Music News
Nick Shirrefs
Music News
Nick Shirrefs
What a difference a week can make! Specifically, Week 3 of Term 2.
We were, as a department, primed to take our Rock Band and Senior VET Ensemble to Phoenix Community College in Ballarat for the annual Regional Music Festival. This is a fantastic, once-a-year opportunity for music students from all around the region to perform for each other in a non-competitive, super supportive environment.
And we would have absolutely loved to be part of it, but then, as it so often does at critically inconvenient times, Covid struck. I was laid out for the week, along with several senior students. Was I the ‘super-spreader’? Who knows?
This was a major disappointment for us all as the 2 ensembles had prepared a fantastic repertoire of songs. My solution to this was to maintain the standard of our repertoire and plan our own day out, so in week 9 of term 2 we all hopped into a bus and rumbled down to my old stomping ground, Port Fairy.
On the way there, we stopped in at Cavendish Primary to perform our first concert to their entire school. All 30 odd students, which was an intimate but rewarding experience. Cavendish Primary is a fabulous little school and incredibly welcoming of us.
Rattling further south, we ended up in Port Fairy in time for lunch and an afternoon concert at Port Fairy Consolidated School, where yours truly spent grades 4 – 6. To say there has been some development since I departed at the end of 1991 is underplaying it a bit.
We ran the same concert again to a brilliantly enthusiastic full school concert of about 400 kids. Conga lines were formed, teachers were boogieing on down and as a result, our performance simply lifted to another level. Before we turned around to come home, I gave a brief tour of some of the places in Port Fairy where I got up to questionable activities as a youth, but it is such a beautiful corner of our state.
Not long before this excursion we had our annual Regional Recording Day, where we form a combined concert band of staff and students from Ballarat High, Phoenix Community College and Horsham College to record 3 pieces I had written. This is, for obvious and very self-serving reasons, my favourite day of the year. It’s brilliant fun to work with such a dedicated ensemble of music students in a situation that very few music students actually get to experience. Performing and recording the music that the bloke conducting wrote. Getting insights into the creative process and how (and why) the music they’re playing came into existence. The final mixed down version of the 3 pieces we recorded should become available to listen to later this year.

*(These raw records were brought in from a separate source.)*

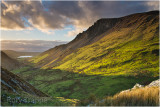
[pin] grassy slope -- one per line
(66, 84)
(148, 96)
(127, 51)
(114, 63)
(11, 99)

After a much needed 2 week break, it was on to the Eisteddfod on the first Friday back of term 3. It’s important that we support this great event as much as possible, and we entered a number of drama students with monologues as well as the Senior VET class, who came 2nd in their section, performing the songs “Man or a Muppet” and “Send Me On My Way” admirably.
The year continues with performance opportunities in the school production of ‘13’, Mega Music Day for our junior music students in Stawell, VETFest in Ballarat for the Senior VET Class and the planned “Friends and Family Concert” towards the end of this term.
My eternal thanks must go to the tireless efforts of Miss Lauren Borg and Mr. Hugh Kirne for everything they do to help get students prepared for these events, in front of and behind the scenes. It’s a great team effort! Bravo.